Mid-West fracking causes a stir

Plans by AWE to carry out hydraulic fracturing in the Mid West have suffered a blow after locals launched an unprecedented bid to stop the company.

In a motion passed unanimously on Wednesday night, Shire of Coorow councillors voted that all fracking activity in the area be suspended pending a public inquiry. The decision comes amid plans by Sydney-based AWE to drill the Drover-1 well within the shire to test the unconventional gas prospect.

According to the motion, which was prompted by feedback from shire residents, a full environmental assessment was needed to determine the effects of fracking on the area's aquifers.

It also called for health and agricultural assessments to be carried out before the shire could back any fracking proposal.

The Drover-1 well's proposed location is on pastoral land next to a national park and above groundwater resources, sparking fears from green groups and locals that fracking could contaminate the latter.

AWE, which is drilling for shale and tight gas with the nearby Senecio-3 well, already has approvals to begin "exploratory" operations at Drover.

Although the Coorow shire motion is understood to have no legal implication, it comes as a setback for AWE, which has been fighting an increasingly vocal campaign against fracking.

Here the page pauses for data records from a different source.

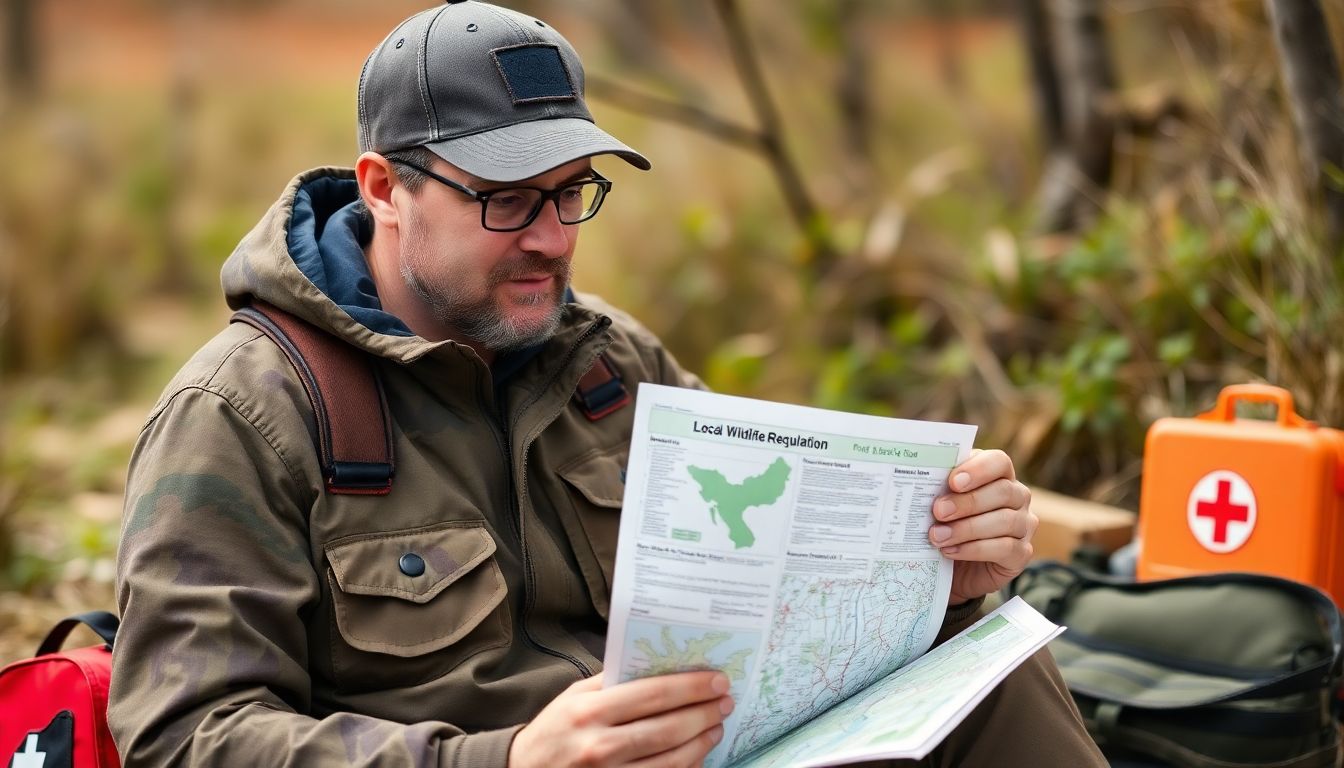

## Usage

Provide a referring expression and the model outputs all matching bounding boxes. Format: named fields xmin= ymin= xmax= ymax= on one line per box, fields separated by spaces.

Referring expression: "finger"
xmin=929 ymin=508 xmax=1038 ymax=547
xmin=939 ymin=537 xmax=1035 ymax=573
xmin=948 ymin=449 xmax=1017 ymax=491
xmin=594 ymin=670 xmax=730 ymax=725
xmin=566 ymin=673 xmax=602 ymax=693
xmin=599 ymin=697 xmax=732 ymax=764
xmin=630 ymin=725 xmax=723 ymax=768
xmin=933 ymin=477 xmax=1031 ymax=522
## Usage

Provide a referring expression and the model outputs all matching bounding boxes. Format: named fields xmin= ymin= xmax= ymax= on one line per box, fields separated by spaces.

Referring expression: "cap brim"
xmin=425 ymin=117 xmax=650 ymax=182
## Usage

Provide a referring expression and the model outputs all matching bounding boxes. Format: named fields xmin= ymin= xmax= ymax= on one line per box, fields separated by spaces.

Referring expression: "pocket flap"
xmin=558 ymin=453 xmax=625 ymax=508
xmin=327 ymin=523 xmax=495 ymax=603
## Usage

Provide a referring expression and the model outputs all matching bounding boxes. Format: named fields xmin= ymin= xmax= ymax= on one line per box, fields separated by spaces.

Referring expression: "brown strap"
xmin=574 ymin=355 xmax=630 ymax=421
xmin=231 ymin=303 xmax=395 ymax=496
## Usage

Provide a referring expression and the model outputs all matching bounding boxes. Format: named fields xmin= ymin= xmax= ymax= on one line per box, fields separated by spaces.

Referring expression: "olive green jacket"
xmin=109 ymin=169 xmax=967 ymax=767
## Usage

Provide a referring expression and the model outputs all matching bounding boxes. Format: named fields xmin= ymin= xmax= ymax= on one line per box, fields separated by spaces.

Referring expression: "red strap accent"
xmin=575 ymin=355 xmax=630 ymax=421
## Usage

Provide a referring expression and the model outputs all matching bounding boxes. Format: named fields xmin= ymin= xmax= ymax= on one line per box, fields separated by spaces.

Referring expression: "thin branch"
xmin=587 ymin=75 xmax=765 ymax=152
xmin=714 ymin=0 xmax=839 ymax=276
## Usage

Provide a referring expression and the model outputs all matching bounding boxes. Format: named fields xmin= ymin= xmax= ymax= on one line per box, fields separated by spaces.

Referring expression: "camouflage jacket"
xmin=109 ymin=169 xmax=978 ymax=767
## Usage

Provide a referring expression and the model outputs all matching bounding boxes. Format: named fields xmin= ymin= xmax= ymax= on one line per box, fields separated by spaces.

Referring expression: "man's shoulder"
xmin=149 ymin=323 xmax=308 ymax=430
xmin=574 ymin=291 xmax=663 ymax=346
xmin=574 ymin=292 xmax=704 ymax=389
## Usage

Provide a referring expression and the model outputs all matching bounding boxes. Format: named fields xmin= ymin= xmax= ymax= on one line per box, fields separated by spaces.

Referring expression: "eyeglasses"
xmin=392 ymin=159 xmax=612 ymax=231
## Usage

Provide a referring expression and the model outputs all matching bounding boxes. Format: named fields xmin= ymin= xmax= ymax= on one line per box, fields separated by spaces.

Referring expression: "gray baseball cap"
xmin=359 ymin=0 xmax=649 ymax=182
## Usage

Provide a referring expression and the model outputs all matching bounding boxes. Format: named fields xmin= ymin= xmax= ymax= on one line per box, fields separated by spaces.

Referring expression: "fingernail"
xmin=933 ymin=499 xmax=957 ymax=521
xmin=710 ymin=674 xmax=732 ymax=695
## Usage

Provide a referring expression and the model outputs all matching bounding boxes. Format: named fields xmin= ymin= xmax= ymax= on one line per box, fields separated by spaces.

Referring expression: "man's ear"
xmin=355 ymin=152 xmax=399 ymax=229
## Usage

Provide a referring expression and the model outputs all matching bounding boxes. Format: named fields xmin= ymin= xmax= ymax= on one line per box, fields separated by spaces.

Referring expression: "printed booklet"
xmin=603 ymin=383 xmax=1063 ymax=768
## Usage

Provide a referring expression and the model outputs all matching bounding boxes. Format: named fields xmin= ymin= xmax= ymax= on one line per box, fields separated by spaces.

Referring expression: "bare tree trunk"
xmin=1016 ymin=0 xmax=1064 ymax=155
xmin=1039 ymin=0 xmax=1116 ymax=230
xmin=1265 ymin=0 xmax=1344 ymax=260
xmin=836 ymin=0 xmax=872 ymax=167
xmin=4 ymin=0 xmax=39 ymax=98
xmin=714 ymin=0 xmax=840 ymax=276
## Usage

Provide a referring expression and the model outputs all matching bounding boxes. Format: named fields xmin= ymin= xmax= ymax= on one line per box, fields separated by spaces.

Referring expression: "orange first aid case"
xmin=1138 ymin=385 xmax=1344 ymax=605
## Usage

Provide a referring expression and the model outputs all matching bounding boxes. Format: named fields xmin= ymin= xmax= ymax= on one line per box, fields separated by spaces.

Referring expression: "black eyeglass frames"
xmin=392 ymin=159 xmax=612 ymax=231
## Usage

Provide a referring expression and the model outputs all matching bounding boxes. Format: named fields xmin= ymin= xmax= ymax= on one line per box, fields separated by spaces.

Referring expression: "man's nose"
xmin=519 ymin=199 xmax=570 ymax=258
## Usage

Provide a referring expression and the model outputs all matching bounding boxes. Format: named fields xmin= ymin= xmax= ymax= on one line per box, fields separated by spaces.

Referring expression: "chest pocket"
xmin=556 ymin=445 xmax=628 ymax=619
xmin=327 ymin=522 xmax=509 ymax=679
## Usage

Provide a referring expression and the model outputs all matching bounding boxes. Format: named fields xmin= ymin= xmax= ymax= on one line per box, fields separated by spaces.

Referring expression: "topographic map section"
xmin=728 ymin=560 xmax=939 ymax=761
xmin=685 ymin=457 xmax=793 ymax=549
xmin=734 ymin=615 xmax=1032 ymax=768
xmin=621 ymin=619 xmax=761 ymax=693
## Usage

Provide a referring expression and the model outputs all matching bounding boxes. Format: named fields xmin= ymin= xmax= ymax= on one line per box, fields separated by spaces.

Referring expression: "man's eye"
xmin=491 ymin=192 xmax=523 ymax=210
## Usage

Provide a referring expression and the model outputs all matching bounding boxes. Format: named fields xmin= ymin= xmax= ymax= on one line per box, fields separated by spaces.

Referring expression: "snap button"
xmin=396 ymin=551 xmax=425 ymax=578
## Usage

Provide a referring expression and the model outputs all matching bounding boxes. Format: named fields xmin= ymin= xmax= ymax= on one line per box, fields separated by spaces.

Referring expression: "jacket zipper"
xmin=496 ymin=316 xmax=612 ymax=678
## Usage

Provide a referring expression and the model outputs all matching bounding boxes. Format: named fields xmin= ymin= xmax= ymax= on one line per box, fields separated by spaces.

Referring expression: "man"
xmin=109 ymin=1 xmax=1103 ymax=768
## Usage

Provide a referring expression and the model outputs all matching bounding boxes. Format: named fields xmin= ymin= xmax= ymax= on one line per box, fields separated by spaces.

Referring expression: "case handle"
xmin=1196 ymin=383 xmax=1316 ymax=426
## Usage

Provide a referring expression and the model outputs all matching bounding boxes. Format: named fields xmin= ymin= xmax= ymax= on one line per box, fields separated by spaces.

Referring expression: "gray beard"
xmin=402 ymin=256 xmax=570 ymax=352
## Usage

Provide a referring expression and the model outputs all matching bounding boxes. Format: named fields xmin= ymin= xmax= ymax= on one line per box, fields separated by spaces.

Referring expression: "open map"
xmin=602 ymin=383 xmax=1059 ymax=768
xmin=728 ymin=561 xmax=938 ymax=760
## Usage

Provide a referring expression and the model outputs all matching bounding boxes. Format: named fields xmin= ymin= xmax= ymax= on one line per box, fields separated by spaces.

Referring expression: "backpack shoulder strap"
xmin=36 ymin=611 xmax=121 ymax=656
xmin=230 ymin=303 xmax=395 ymax=496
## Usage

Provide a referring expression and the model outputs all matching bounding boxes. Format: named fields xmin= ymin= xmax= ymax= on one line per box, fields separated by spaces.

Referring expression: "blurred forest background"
xmin=0 ymin=0 xmax=1344 ymax=662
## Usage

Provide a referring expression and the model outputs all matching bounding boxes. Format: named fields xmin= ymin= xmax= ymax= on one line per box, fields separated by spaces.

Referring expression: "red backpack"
xmin=0 ymin=611 xmax=121 ymax=768
xmin=0 ymin=304 xmax=630 ymax=768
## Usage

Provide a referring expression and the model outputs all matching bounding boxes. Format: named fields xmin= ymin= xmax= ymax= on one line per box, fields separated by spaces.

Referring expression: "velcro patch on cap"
xmin=491 ymin=43 xmax=578 ymax=104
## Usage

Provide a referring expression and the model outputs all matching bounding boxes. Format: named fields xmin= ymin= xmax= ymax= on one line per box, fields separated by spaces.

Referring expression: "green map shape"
xmin=687 ymin=457 xmax=792 ymax=549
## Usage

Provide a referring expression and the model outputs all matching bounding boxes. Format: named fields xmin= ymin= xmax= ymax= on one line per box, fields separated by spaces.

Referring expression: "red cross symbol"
xmin=1185 ymin=469 xmax=1255 ymax=554
xmin=1195 ymin=480 xmax=1251 ymax=543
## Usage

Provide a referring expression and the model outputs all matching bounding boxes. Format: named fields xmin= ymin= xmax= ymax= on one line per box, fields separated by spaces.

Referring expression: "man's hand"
xmin=929 ymin=451 xmax=1040 ymax=605
xmin=508 ymin=671 xmax=732 ymax=768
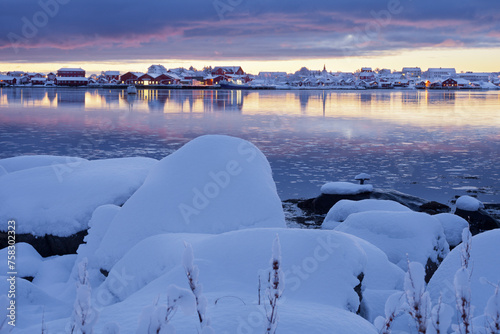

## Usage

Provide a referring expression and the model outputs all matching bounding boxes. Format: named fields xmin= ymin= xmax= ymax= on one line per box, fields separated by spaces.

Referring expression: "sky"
xmin=0 ymin=0 xmax=500 ymax=73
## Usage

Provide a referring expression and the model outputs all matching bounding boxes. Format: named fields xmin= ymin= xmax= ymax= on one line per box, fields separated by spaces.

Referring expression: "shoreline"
xmin=0 ymin=85 xmax=500 ymax=92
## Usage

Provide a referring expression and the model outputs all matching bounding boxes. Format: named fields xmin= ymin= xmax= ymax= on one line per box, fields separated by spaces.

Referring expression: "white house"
xmin=458 ymin=72 xmax=492 ymax=82
xmin=424 ymin=67 xmax=457 ymax=80
xmin=401 ymin=67 xmax=422 ymax=78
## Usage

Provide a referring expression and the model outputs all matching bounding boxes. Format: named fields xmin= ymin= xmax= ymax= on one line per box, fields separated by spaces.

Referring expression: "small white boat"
xmin=127 ymin=85 xmax=137 ymax=94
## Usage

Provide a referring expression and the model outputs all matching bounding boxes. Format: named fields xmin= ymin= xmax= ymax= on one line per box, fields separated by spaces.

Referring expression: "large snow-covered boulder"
xmin=97 ymin=135 xmax=285 ymax=269
xmin=0 ymin=158 xmax=158 ymax=237
xmin=96 ymin=228 xmax=404 ymax=311
xmin=321 ymin=199 xmax=411 ymax=229
xmin=456 ymin=195 xmax=484 ymax=211
xmin=335 ymin=211 xmax=449 ymax=278
xmin=90 ymin=228 xmax=398 ymax=333
xmin=0 ymin=155 xmax=88 ymax=173
xmin=427 ymin=229 xmax=500 ymax=324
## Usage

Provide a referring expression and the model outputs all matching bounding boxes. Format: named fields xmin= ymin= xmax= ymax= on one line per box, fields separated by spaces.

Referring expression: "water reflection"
xmin=0 ymin=88 xmax=500 ymax=202
xmin=0 ymin=88 xmax=500 ymax=126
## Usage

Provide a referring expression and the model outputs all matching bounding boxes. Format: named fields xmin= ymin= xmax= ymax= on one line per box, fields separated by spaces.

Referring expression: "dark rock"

Opposition to the practice in the Mid West is growing, with Nationals MLC Paul Brown joining the fray by accusing the State's environmental watchdog of not properly scrutinising proposals.

AWE acknowledged concern about the effects of fracking but said it had a track record of working with communities.

"For more than 50 years, AWE (and predecessor companies) have successfully and safely drilled more than 80 wells in the onshore Perth Basin, a number of which have been hydraulically fractured, with no adverse impacts detected on aquifers," AWE said. "Many of the recommendations supported by the Shire of Coorow have already been undertaken, and this will be discussed further with the community as part of AWE's stakeholder engagement program."